Este documento reúne alguns subsídios para encontrar respostas a estas e outras perguntas referentes ao impacto da crise no gasto federal no campo social entre 1980, ano que marca o início do período recessivo e 1986, quando o crescimento econômico já havia sido retomado.
2. INFORMAÇÕES METODOLÓGICAS
2.1. Antecedentes e abrangências
A organização do que se está chamando de Conta Social Consolidada CSC, retoma e atualiza o trabalho desenvolvido em 1983, no IPEA/IPLAN, de elaboração da Consolidação Plurianual dos Programas de Governo CPPG. Dá, também, continuidade aos estudos realizados em conjunto com o Banco Mundial sobre políticas e financiamento do sistema de saúde brasileiro, iniciados em 1984.
Os dois trabalhos, CPPG e CSC, ainda que similares em suas linhas gerais, apresentam pelo menos uma diferença básica.

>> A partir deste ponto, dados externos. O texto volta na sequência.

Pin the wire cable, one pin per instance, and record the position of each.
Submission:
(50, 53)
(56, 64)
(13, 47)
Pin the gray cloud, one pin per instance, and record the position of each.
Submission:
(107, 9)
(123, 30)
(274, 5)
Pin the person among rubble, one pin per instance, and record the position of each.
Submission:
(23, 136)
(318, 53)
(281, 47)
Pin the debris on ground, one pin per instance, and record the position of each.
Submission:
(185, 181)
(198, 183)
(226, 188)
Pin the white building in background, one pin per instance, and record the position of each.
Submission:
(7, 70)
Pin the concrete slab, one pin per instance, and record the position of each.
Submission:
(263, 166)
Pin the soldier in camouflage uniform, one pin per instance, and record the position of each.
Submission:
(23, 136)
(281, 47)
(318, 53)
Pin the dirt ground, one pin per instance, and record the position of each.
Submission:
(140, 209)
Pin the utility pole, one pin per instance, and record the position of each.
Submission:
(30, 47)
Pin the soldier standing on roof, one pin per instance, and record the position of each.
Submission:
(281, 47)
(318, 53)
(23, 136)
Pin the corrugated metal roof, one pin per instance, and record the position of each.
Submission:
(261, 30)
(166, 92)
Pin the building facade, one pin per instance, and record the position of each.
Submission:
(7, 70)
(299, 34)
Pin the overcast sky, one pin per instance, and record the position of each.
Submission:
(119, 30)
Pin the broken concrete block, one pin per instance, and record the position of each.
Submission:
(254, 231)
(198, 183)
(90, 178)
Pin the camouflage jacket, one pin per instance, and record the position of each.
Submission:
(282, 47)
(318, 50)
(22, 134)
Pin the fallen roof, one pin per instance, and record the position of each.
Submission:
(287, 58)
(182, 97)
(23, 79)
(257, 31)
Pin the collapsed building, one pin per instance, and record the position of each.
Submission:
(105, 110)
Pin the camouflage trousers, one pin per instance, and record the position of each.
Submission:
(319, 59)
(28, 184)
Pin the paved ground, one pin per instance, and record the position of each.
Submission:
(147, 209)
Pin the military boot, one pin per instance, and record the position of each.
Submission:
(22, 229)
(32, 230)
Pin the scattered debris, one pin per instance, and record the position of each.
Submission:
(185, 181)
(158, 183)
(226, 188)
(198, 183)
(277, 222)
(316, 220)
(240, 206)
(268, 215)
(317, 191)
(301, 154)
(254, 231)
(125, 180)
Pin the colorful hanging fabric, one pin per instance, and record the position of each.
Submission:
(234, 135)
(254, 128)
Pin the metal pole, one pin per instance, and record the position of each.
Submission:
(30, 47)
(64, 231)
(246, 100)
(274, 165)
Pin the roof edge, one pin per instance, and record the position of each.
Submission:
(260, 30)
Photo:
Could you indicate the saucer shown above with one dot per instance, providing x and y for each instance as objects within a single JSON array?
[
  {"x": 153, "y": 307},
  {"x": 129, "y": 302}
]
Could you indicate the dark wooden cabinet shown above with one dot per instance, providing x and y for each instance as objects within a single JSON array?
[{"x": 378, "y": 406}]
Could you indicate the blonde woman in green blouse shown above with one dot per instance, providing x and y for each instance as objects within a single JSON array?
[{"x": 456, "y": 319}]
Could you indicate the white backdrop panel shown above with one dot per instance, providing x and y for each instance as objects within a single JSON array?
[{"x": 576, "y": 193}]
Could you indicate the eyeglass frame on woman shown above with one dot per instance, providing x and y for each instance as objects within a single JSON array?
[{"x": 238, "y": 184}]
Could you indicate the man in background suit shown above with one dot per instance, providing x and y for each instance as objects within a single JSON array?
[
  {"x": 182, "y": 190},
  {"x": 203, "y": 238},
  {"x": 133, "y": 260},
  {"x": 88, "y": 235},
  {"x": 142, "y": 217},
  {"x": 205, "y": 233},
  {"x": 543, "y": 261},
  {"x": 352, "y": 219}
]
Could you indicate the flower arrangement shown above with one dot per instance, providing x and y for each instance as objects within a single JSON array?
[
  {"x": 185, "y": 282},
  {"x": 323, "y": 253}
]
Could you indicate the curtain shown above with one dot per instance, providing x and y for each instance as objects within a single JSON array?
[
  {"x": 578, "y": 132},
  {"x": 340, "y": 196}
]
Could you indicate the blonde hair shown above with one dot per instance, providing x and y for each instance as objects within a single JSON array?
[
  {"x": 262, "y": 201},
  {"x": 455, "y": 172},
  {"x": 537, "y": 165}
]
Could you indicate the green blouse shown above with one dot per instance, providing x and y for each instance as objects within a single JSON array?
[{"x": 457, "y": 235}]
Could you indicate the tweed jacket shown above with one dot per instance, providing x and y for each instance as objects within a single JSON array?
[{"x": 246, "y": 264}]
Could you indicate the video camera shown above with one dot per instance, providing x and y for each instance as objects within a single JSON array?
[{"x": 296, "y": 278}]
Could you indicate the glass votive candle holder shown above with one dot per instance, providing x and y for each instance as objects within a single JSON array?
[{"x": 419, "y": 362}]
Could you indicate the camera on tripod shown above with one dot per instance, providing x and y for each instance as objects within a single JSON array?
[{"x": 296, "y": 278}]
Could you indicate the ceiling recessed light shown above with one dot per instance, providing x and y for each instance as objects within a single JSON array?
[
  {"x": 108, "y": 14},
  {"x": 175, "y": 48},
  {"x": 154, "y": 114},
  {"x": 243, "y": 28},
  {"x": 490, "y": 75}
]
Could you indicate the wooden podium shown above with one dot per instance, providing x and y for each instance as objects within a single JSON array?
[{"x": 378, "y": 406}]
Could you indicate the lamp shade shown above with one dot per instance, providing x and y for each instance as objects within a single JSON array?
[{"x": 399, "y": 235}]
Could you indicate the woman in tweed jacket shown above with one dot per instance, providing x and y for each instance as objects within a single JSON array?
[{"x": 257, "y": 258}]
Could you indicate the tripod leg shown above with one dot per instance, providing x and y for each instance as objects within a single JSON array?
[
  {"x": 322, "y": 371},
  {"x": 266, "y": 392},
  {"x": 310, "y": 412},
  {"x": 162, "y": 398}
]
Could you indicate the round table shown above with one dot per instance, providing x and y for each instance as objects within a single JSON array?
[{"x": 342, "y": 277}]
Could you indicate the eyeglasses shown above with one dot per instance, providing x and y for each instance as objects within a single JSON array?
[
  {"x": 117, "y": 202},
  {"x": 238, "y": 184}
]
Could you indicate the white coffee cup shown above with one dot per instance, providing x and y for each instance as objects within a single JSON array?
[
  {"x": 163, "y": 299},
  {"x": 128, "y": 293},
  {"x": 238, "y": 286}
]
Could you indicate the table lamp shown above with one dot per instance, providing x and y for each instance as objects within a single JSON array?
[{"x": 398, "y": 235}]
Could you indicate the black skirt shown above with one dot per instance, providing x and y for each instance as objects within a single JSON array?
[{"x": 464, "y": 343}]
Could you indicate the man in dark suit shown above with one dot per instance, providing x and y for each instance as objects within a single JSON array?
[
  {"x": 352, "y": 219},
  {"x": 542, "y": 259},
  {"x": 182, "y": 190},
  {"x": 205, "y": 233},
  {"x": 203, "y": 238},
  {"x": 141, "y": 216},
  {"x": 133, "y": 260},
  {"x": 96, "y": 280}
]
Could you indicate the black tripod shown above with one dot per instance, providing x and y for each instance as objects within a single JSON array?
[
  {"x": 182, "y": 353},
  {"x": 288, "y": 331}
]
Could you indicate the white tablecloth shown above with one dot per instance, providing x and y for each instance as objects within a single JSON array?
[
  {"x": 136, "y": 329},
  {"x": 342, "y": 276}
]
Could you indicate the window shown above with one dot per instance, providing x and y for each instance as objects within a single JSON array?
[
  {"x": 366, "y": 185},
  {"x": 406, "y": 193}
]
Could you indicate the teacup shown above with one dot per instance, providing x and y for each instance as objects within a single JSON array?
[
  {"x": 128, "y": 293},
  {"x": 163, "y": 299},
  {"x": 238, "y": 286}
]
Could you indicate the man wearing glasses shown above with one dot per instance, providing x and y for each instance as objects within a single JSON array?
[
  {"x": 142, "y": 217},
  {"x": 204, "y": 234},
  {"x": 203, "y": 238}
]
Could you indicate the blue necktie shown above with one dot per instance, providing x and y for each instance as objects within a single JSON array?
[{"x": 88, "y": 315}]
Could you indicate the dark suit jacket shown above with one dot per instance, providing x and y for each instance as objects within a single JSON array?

A CPPG, no que se refere a abrangência temática, abarcou todo o universo governamental. Enquanto este, como seu título indica, está restrito à área social.

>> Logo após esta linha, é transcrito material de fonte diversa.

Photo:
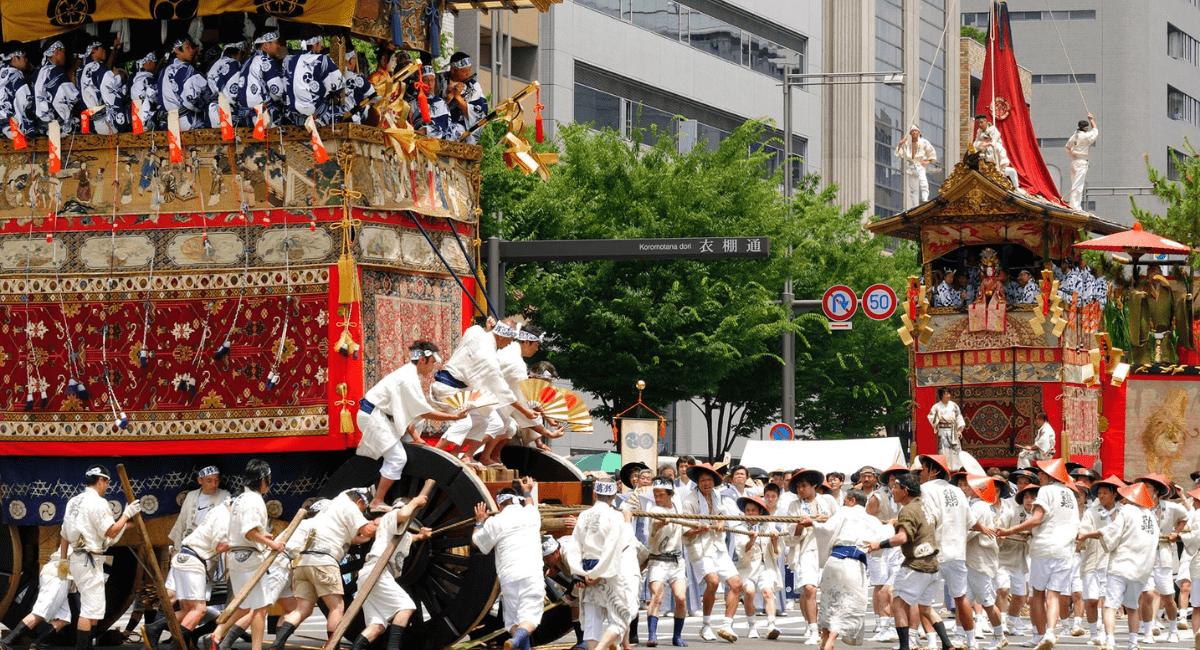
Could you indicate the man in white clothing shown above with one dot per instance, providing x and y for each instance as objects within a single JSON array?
[
  {"x": 401, "y": 397},
  {"x": 803, "y": 554},
  {"x": 1077, "y": 150},
  {"x": 515, "y": 535},
  {"x": 474, "y": 365},
  {"x": 89, "y": 529},
  {"x": 197, "y": 504},
  {"x": 1054, "y": 524},
  {"x": 1043, "y": 444},
  {"x": 952, "y": 518},
  {"x": 917, "y": 154},
  {"x": 605, "y": 537},
  {"x": 709, "y": 554},
  {"x": 946, "y": 416},
  {"x": 318, "y": 572}
]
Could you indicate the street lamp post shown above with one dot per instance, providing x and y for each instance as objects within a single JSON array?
[{"x": 787, "y": 299}]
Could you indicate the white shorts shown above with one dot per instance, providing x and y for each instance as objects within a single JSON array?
[
  {"x": 474, "y": 427},
  {"x": 882, "y": 567},
  {"x": 88, "y": 575},
  {"x": 1095, "y": 584},
  {"x": 522, "y": 600},
  {"x": 983, "y": 588},
  {"x": 807, "y": 571},
  {"x": 661, "y": 571},
  {"x": 279, "y": 582},
  {"x": 760, "y": 581},
  {"x": 1162, "y": 579},
  {"x": 917, "y": 588},
  {"x": 394, "y": 461},
  {"x": 385, "y": 600},
  {"x": 52, "y": 600},
  {"x": 191, "y": 585},
  {"x": 1050, "y": 575},
  {"x": 1077, "y": 578},
  {"x": 954, "y": 572},
  {"x": 257, "y": 597},
  {"x": 1122, "y": 591},
  {"x": 717, "y": 561}
]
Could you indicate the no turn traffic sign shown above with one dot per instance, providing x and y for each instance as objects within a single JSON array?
[
  {"x": 839, "y": 302},
  {"x": 879, "y": 301}
]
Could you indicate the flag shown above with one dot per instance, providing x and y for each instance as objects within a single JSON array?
[
  {"x": 259, "y": 124},
  {"x": 223, "y": 115},
  {"x": 318, "y": 148},
  {"x": 136, "y": 116},
  {"x": 18, "y": 138},
  {"x": 1003, "y": 101},
  {"x": 54, "y": 148},
  {"x": 174, "y": 140}
]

Cobrindo o período de 1980 a 1986, a CSC engloba não só os recursos do Tesouro, inclusive o Fundo de Investimento Social FINSOCIAL, como também o Fundo de Previdência e Assistência Social FPAS, Fundo de Garantia por Tempo de Serviço FGTS (no que se refere aos recursos do Banco Nacional de Habitação destinados à Habitação e Saneamento) e Fundo de Apoio ao Desenvolvimento Social - FAS.
Foram considerados como " sociais" as seguintes áreas:
- Alimentação e Nutrição;
- Saúde;
- Saneamento;
- Educação e Cultura;
- Habitação e Urbanismo;
- Trabalho e
- Assistência e Previdência.
Não foram incluídos na CSC, o Projeto Nordeste e as áreas de Transporte Urbano, Justiça, Apoio ao Pequeno Agricultor (reforma agrária), embora essas áreas tenham integrado o Programa de Prioridades Sociais PPS nos anos de 1985 a 1986.

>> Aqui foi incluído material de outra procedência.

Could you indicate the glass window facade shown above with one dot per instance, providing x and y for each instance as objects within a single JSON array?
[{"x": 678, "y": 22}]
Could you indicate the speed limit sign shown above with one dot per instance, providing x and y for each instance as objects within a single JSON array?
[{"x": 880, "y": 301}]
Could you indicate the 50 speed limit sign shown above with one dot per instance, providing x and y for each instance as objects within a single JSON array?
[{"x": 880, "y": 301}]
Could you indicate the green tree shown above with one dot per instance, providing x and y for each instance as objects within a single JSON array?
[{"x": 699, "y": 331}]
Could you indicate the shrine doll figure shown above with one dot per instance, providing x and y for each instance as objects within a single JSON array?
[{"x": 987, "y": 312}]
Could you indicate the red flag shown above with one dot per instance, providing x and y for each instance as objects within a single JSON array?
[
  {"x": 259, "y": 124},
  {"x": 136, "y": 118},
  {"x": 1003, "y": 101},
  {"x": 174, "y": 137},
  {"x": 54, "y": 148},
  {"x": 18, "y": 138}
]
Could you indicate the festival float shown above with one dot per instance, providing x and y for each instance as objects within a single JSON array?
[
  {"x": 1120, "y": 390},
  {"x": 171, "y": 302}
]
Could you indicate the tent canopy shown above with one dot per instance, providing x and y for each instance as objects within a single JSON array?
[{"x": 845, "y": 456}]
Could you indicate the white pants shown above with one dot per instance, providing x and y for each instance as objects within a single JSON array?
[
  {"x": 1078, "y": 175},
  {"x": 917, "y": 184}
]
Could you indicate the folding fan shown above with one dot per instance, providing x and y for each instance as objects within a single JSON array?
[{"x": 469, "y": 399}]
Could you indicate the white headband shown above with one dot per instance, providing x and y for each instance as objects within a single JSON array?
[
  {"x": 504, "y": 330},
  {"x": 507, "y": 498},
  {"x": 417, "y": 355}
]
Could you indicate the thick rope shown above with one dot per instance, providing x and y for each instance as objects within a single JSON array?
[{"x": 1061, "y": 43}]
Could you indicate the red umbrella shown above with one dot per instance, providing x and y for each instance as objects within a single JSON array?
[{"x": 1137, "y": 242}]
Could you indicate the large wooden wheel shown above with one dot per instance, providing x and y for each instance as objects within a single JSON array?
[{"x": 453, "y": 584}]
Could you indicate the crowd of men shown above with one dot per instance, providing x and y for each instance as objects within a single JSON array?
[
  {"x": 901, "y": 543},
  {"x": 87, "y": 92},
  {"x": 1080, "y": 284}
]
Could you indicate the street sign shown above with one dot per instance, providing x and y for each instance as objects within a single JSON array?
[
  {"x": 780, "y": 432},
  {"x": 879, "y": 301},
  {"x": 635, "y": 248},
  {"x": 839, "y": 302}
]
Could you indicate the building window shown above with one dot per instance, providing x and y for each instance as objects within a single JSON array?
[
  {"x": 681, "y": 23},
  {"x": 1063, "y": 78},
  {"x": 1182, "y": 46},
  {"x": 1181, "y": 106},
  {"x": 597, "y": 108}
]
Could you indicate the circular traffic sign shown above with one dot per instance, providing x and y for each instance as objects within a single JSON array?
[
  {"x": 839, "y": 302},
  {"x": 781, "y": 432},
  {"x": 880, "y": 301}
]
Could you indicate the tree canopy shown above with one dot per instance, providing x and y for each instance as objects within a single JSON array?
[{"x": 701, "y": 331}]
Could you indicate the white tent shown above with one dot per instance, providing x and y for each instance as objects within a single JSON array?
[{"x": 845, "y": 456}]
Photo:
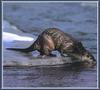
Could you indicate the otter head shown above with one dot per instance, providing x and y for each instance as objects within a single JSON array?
[{"x": 88, "y": 57}]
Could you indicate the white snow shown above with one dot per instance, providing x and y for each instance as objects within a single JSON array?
[{"x": 9, "y": 37}]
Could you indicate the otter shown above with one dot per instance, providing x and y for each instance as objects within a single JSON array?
[{"x": 54, "y": 39}]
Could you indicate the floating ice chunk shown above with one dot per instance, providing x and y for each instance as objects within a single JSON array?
[{"x": 9, "y": 37}]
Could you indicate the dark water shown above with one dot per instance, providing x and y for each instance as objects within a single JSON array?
[
  {"x": 49, "y": 77},
  {"x": 74, "y": 18}
]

Também não foram considerados, da mesma forma que na CPPG (área social), os gastos sociais das empresas estatais e dos bancos oficiais, exceto os recursos do FAS e a pequena parcela do FINSOCIAL geridos, respectivamente, pela Caixa Econômica Federal CEF e Banco Nacional de Desenvolvimento Econômico e Social BNDES.
Isso quer dizer que as despesas dessas e outras instituições oficiais de crédito, bem como das demais empresas estatais que prestam serviços sociais (saúde, alimentação, previdência complementar etc...) para seus funcionários e dependentes, não foram contemplados na CSC. Presume-se que esses dispêndios sejam significativos pelo menos em valores "per capita". A confirmação dessa hipótese, entretanto, deve ser objeto de outro estudo previsto no Programa de Trabalho da Coordenadoria de Saúde e Previdência Social do IPEA/IPLAN.
2.2. Critérios básicos
As séries históricas, no que se refere aos gastos do Tesouro e do FPAS, foram construídas a partir da identificação dos gastos segundo os Subprogramas típicos dos diferentes Programas1, como são orçamentariamente identificados.
Nos demais casos (BNH, FAS) utilizaram-se os dados na forma agregada já disponíveis nas fontes consultadas (Coordenadoria de Desenvolvimento Urbano CDU do IPEA/IPLAN para o BNH e Assessoria do Conselho de Desenvolvimento Social CDS na SEPLAN, para o caso do FAS).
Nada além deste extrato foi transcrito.